Something big, bold and bin-shaped appeared centre stage on the riverfront in the heart of London’s Canary Wharf business district on Wednesday.
GreenSeas Trust founder trustee Fazilette Khan — best known to readers as “Bobby” for the column she wrote for TradeWinds when at sea working for Princess Cruises — unveiled the marine environment charity’s seventh bin and the first for the UK’s capital.
The eye-catching orange and white BinForGreenSeas, which is made from recycled material, has been designed to encourage the public to post their plastic bottles through its porthole.
London’s Lord Mayor William Russell cut a red ribbon to declare the bin officially open for use, with Canary Wharf Group managing director of strategy Howard Dawber gleefully depositing a first bottle in the bin.
Russell told Khan — who launched GreenSeas in 2003 in memory of her mother Haida Khan to combat plastic waste in the oceans — that she was “ahead of her time” in thinking about the environment.
He said London's River Thames is the second most plastic-polluted waterway in the UK, adding that it is “wonderful” to be doing something to tackle this.
Education
The bin is funded by a £10,000 ($14,081) grant from the City Bridge Trust, with some of the cash being used to back an associated educational programme for local schools.
Khan told the assembled guests that the focus of the charity has always been about education for children and everyone who spends any time on a coastline.
“We wanted people to make the connection between their own plastic consumption and the repercussions this has for the marine environment when it is littered,” she said, adding that 700,000 plastic bottles are thrown away as litter each day in the UK.
And this is just the start for volunteer-led GreenSeas.
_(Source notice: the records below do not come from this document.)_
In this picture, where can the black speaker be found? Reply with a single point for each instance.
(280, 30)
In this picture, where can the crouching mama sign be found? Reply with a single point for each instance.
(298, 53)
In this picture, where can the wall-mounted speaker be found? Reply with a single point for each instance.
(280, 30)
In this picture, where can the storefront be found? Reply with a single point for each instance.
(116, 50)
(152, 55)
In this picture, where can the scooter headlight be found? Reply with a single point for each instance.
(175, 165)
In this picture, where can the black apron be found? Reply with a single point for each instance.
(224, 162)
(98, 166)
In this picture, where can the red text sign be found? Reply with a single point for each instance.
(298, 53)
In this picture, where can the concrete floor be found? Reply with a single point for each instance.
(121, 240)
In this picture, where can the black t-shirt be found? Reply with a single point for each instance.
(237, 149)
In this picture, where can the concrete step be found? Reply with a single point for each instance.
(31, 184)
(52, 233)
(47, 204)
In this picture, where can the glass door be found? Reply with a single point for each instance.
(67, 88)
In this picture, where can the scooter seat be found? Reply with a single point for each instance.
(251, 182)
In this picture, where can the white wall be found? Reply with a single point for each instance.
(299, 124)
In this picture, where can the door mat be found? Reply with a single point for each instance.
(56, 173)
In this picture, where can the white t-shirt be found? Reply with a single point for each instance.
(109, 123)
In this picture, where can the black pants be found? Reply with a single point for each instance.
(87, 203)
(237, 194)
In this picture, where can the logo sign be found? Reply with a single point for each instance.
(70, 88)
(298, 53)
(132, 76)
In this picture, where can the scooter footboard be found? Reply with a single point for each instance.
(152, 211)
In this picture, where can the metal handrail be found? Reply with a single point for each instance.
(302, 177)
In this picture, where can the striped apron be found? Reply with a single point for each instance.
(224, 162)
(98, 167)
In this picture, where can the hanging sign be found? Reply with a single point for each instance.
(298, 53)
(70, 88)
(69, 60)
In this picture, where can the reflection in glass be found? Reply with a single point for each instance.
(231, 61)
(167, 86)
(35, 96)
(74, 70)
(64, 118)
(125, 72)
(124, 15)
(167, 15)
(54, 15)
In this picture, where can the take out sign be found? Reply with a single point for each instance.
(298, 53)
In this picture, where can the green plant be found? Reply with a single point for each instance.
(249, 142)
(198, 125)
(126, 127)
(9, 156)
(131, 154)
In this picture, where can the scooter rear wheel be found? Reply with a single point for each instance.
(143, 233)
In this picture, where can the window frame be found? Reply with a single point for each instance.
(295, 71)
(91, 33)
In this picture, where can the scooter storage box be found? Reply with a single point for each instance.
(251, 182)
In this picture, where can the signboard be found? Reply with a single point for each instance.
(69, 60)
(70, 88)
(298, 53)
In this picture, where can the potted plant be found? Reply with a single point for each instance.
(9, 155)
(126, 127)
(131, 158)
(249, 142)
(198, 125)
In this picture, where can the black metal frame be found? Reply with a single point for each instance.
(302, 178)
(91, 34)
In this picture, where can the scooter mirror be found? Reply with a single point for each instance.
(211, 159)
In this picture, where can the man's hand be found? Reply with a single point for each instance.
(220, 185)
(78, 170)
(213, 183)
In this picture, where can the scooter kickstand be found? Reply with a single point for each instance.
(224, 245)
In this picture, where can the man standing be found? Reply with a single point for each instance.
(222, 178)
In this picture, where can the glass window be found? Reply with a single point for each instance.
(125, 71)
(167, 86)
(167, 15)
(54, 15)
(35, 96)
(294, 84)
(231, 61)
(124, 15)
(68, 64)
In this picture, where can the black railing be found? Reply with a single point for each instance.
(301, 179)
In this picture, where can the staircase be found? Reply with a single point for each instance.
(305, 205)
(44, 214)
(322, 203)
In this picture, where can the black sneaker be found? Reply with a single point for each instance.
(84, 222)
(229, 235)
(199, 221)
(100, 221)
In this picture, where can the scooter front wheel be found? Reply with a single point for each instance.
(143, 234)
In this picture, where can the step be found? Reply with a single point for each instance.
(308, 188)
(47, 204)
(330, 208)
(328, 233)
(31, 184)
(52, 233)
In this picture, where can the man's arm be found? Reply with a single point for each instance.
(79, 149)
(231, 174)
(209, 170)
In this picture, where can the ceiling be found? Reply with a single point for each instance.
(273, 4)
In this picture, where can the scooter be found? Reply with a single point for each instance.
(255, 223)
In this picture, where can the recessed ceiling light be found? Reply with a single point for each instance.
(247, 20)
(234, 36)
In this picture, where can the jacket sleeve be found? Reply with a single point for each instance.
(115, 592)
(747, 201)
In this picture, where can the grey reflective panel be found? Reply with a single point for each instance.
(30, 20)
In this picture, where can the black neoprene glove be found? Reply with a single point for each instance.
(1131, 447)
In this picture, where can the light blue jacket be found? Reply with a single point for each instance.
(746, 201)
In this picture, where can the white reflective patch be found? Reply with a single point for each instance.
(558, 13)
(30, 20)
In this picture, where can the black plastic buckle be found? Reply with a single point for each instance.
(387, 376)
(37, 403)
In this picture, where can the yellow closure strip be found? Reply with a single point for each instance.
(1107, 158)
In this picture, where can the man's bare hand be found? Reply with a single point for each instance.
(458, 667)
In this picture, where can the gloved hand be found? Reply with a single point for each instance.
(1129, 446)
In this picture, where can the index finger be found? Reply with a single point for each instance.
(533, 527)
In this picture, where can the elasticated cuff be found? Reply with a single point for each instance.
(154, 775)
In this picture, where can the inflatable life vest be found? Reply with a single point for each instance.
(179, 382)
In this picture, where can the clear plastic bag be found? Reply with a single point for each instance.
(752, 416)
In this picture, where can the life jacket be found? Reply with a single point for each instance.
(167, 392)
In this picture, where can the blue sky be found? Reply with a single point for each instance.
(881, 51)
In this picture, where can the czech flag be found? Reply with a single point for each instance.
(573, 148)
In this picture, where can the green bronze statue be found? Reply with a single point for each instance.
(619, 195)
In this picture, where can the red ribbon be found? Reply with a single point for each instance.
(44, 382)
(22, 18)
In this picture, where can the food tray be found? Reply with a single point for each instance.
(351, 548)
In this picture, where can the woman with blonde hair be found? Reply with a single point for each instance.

Next stop on the bin rollout is Portishead near the city of Bristol — which has strong maritime radio connections of its own, something one-time radio officer Khan is excited about.
A ninth bin is due to be unveiled in the seaside town of Scarborough in July.
Khan told TradeWinds that she has had “exceptionally good” feedback from the councils where other bins have already been in action.
She added the success was down to the eye-catching colour of the bins that make them hard to ignore and that the public are increasingly aware of the problems with plastic waste.